Gaucher’s Disease – Prevention & Treatment

Prevention

Genetic counseling is the only known option that will prevent Gaucher’s disease. This will determine whether a parent is a carrier of the gene and could pass it to an offspring. Likewise, prenatal tests are able to determine whether a fetus has Gaucher’s disease.

Treatment

In some cases of Type 1 Gaucher’s disease, the symptoms are so mild that treatment is not necessary.

In the second type, however, there has been no known cure or treatment yet. Most children afflicted with this disease do not live beyond 2 years of age.

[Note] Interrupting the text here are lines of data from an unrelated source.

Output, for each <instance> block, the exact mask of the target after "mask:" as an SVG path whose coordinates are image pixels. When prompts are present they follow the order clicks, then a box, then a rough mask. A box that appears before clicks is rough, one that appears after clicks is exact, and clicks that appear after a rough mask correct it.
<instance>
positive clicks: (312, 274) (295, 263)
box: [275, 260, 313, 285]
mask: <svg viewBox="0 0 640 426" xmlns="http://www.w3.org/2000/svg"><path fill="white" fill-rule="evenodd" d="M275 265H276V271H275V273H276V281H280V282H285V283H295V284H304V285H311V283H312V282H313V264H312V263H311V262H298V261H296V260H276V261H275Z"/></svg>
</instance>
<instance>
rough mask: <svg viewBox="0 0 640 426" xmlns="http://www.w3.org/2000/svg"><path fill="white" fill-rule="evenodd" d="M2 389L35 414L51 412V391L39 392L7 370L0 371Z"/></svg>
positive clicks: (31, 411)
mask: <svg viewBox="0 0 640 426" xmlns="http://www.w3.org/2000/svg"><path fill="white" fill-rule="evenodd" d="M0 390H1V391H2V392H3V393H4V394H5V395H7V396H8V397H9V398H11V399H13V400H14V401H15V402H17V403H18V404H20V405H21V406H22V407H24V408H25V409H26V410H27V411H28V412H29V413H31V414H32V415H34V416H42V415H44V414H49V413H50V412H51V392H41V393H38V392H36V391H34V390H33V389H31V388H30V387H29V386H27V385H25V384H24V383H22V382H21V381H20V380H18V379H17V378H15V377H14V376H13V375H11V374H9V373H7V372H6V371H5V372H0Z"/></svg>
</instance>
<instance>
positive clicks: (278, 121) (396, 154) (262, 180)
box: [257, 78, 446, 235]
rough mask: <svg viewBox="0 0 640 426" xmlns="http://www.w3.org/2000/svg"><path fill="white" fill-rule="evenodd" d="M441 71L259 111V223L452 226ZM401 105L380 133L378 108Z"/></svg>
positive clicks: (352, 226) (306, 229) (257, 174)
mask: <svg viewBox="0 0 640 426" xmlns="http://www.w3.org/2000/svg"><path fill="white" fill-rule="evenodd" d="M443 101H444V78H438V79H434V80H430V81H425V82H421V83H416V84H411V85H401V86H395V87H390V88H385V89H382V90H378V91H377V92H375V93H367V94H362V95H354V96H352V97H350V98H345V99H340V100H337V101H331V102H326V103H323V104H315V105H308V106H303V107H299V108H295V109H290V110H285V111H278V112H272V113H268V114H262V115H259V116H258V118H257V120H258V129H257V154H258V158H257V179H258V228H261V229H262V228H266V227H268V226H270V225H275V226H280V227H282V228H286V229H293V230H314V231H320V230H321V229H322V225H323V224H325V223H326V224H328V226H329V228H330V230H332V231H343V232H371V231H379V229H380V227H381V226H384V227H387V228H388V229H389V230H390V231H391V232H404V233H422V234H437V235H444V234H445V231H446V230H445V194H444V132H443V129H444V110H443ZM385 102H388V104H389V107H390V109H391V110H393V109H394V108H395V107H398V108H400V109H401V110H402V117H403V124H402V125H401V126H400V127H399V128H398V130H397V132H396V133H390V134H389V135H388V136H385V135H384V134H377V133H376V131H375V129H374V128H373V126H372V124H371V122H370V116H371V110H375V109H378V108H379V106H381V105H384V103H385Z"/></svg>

For most cases of type 1 and type 3, the following treatment options are recommended:

• Enzyme therapy – in this option, the deficient enzyme will be replaced with their synthetic counterparts in order to normalize the metabolism of the fatty substance glucocerebrosidase. It is normally given intravenously through a vein in the arm in very high doses bi-monthly. The positive results usually include reduction of the enlargement of the spleen and liver, normalization of the levels of blood cells, and correction skeletal abnormalities.
• Bone marrow transplant – it is indicated for the severe cases of Gaucher’s disease. The blood forming cells that have been damaged are removed and replaced in the bone marrow in the hopes of reversing the symptoms of the disease. This involves a very high risk because rejection of donor cells can happen and may put the life of the patient in danger.
• Medications – Miglustat (Zavesca) is often prescribed. This oral medication interferes with the production of the fatty substance glucoberosides. The most common side effects are weight loss and diarrhea. It may also affect sperm production therefore; contraception is advised during and up to three months after therapy.